I shook my head again. “You don't need an uplink to do a Turing test. How would you like someone connecting a cable to your brain?”
Vashon stepped into the lab when I said that. Her eyes narrowed at the Director, and the doctor looked positively shamed. Was it... was it something I said?
She waved from where she took a position in front of us on the other side of the crystal-alloy. Glitch squeed happily and waved back. Everyone else looked between the two as I grinned. I was happy that my two favorite people got along so well.
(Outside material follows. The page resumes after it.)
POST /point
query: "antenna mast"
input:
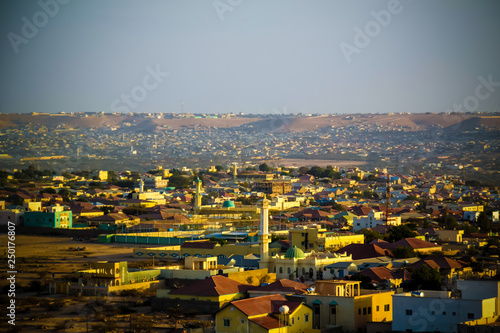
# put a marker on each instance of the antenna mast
(388, 200)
The Director asked as she held the cable, “Then how am I supposed to administer the test?”
I shrugged. “Just translate for him. My clever boy has figured out how to talk again. The test will will be over the net anyway.”
She stood there a minute holding the cable before sighing, releasing it to coil back into its receiver. I pulled my multi-tool from my tool belt and keyed in a code and said, “While you do that, I'm going to fix the damage your goons have inflicted.”
The woman paused and watched my tool fold out and reconfigure into a circuit tester, from the default spanner mode.
She pointed and asked, “What is that? I've never seen anything like it.”
I shrugged. “Just a toy I made when I was little. I got tired of running around for tools, so I made a multi-configurable one.”
She was staring at it. “When you were...” Then she asked, “What are your tech ratings?”